Lecture - Image Processing
3. Basic Methods II: Image operations
3.2. Geometric Operations - Translation
The most simple geometric transform is the translation along one of the image axis or all at once. An image, or the ensemble of pixels that are translated in the coordinate system, undergo the equations:
\( x' = x + x_T \)
\( y' = y + y_T \)
where \( x' \) and \( y' \) are the coordinates of a pixel \( P \) in the new image and \( x \) and \( y \) the coordinates of the original. The distance of which \( P \) is translated in every direction is denoted by \( x_T \) and \( y_T \), respectively.

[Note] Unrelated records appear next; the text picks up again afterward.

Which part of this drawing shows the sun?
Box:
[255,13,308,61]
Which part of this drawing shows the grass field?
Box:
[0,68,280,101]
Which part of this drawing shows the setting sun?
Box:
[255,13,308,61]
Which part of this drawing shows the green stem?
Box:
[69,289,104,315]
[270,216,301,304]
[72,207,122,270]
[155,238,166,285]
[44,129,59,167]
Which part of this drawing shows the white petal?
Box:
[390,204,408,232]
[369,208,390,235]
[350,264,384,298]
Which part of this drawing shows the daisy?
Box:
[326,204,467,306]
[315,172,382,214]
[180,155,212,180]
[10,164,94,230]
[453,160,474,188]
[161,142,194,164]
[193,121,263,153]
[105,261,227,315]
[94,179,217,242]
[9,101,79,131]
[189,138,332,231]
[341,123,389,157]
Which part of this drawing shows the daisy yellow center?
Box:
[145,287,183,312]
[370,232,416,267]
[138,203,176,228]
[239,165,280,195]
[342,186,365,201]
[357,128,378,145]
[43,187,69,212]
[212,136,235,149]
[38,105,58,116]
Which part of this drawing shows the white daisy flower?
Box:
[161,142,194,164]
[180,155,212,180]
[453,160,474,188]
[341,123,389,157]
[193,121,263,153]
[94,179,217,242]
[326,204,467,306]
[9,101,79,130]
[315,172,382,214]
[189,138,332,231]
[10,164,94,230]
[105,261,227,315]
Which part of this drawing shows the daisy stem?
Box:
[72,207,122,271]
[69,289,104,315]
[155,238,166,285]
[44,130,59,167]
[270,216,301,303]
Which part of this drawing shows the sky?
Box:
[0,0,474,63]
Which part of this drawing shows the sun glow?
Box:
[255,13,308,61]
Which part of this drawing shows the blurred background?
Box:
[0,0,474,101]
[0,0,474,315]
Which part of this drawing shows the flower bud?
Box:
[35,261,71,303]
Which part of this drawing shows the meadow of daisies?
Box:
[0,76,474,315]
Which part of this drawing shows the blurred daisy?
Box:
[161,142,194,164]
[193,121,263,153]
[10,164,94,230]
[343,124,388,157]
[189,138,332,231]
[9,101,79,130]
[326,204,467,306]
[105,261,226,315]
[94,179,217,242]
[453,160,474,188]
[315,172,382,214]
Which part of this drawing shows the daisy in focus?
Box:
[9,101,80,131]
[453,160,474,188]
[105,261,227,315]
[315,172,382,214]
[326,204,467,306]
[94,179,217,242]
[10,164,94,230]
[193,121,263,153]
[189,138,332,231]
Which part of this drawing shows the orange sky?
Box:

Figure 3.1 shows two examples of a translation in both directions. Usually, the order in which both translations are performed is arbitrary. In reality the boundary conditions of the image or coordinate system need to be taken into account in every step. One translation may easily shift pixels over the edge of the coordinate system, leading to a loss of information.
Fig. 3.1: Translation of image by an integer number of pixels (blue images), and non-integer number (orange images).
The translation of an image with an integer number of pixels is not always this case however. What if the translation in Fig. 3.1 is not 8 pixels to the right and 1 pixel down, but for example 7.52 right and 0.74 down? A new pixel value needs to be calculated, where the new one would be (but can't be since the coordinate system does not allow it). In order to do that we need to perform an interpolation of the pixel value. In doing this, we calculate the weighted average of the four pixels that are surrounding the point in the old image. This new value is then assigned to the new pixel in the translated image.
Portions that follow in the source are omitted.